Voted Up, Useful, and Interesting

Susan Zutautas from Ontario, Canada on January 05, 2014:

What a great way to teach us all Spanish! You're going to be doing more of these right???

Kelly Umphenour from St. Louis, MO on January 05, 2014:

Sweet do one of these every day and maybe I can learn me some Spanish! Lol.

GREAT hub and this should get like...HOTD!

Sharon Smith from Northeast Ohio USA on January 04, 2014:

Hola CC! I took Spanish in high school, I think just for a year, many moons ago but I don't remember much. I can do numbers to 10 and when someone says to me "Hola," I confidently (ha) respond Qué tal. Ummm, that's about it. I do remember my name was AnTONia as the teacher would say :)

I bet you are an awesome teacher. Just the way you "teach" here in this article, I can tell you have tons of patience with your students. Voted up and all that and sharing!

Yvonne Spence from UK on January 04, 2014:

Great Hub Cyndi. The video is a great addition since it gives the correct pronunciation. Sometimes reading alone is not enough.

It lmost makes me want to rekindle the Spanish I learned about 5 years ago in Chile. I must have masters all of - maybe 10 words. Buenos días, I remember, and banos. (We learned that one very quickly!)

Kathryn from Windsor, Connecticut on January 04, 2014:

Thanks, Cyndi! One of my resolutions this year is to learn Spanish. I have wanted to for years, but have put it on the back burner.

My new man is Puerto Rican, so it would be really nice to have some kind of comprehension of his native tongue.

I actually saw your YouTube video before I saw this, since I am subscribed to your YouTube videos :) Love it!

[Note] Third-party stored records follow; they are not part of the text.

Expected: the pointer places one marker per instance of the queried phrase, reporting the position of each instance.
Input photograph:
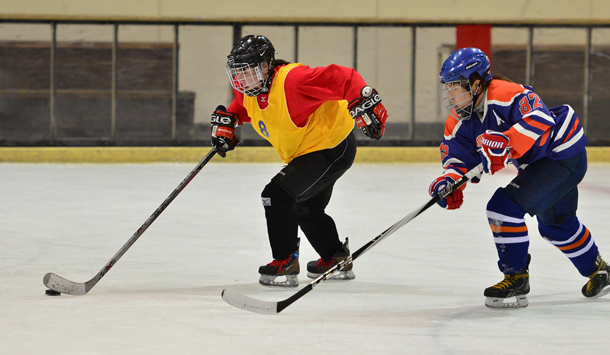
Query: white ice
(418, 292)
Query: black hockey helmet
(245, 65)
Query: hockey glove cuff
(452, 201)
(223, 130)
(494, 150)
(369, 113)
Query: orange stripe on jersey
(500, 229)
(532, 122)
(574, 127)
(577, 243)
(520, 143)
(544, 137)
(503, 91)
(450, 125)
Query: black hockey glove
(223, 130)
(369, 113)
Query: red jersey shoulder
(503, 91)
(450, 125)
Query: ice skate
(511, 292)
(599, 284)
(317, 268)
(287, 270)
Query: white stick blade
(241, 301)
(62, 285)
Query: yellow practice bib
(326, 127)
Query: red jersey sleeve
(307, 88)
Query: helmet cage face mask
(248, 78)
(457, 99)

It is very helpful, since it would be embarrassing to mispronounce these words.

Happy new year, and it is so nice to see you here again now.

~ Kathryn

Faith Reaper from southern USA on January 04, 2014:

Hola Cyndi,

Useful hub here and thanks for sharing your knowledge of speaking Spanish. I had four years of French in high school, but I wished I had taken Spanish, as my husband was in the Air Force when we first married and he was stationed down in south Florida in Tampa, and there were a lot of Cuba who spoke Spanish, so maybe I could have used it then. Never did make it to Paris as planned. LOL

Up and more and sharing.

Happy New Year and good to see you writing here again,

Faith Reaper

Cynthia Calhoun (author) from Western NC on January 04, 2014:

Tu parle francais, clark? LOL. You crack me up. ;)

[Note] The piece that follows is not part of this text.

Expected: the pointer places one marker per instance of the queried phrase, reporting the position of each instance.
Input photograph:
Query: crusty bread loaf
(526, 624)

Cynthia Calhoun (author) from Western NC on January 04, 2014:

Rebecca - Ya know, that doesn't surprise me. :) I say that because I've heard that older folks can help stave off dementia by doing crosswords, puzzles and things that otherwise keep the brain active, so that makes sense. Thanks. Great to see you!

clark on January 04, 2014:

damn! I didn't get an A on the quiz!!

(that I do not speak Spanish doesn't quite seem to be excuse enough)

Rebecca Mealey from Northeastern Georgia, USA on January 04, 2014:

They say learning a new language as an adult can stave off dementia. Thanks for the inspiration!

Cynthia Calhoun (author) from Western NC on January 04, 2014:

Audrey - You're right! :) I think it's high time I share all my Spanish teaching stuff. :)

Cynthia Calhoun (author) from Western NC on January 04, 2014:

Oh dear, BB, you CRACK me up. ;) Haha...look you said, "adiós"! See? You learned a word. Now just 10,000 more so you can function. HAHAHA. Take care! Hugs!

Audrey Howitt from California on January 04, 2014:

Oh I love this Cyndi! You should do a whole series of them--funny situations, useful situations---etc

Bill Holland from Olympia, WA on January 04, 2014:

No chance for me lil Sis, but it's great having you back here writing again. I'm sure this will be very helpful for people who aren't 65 years old and brain dead regarding languages. LOL Have a great weekend....Adios!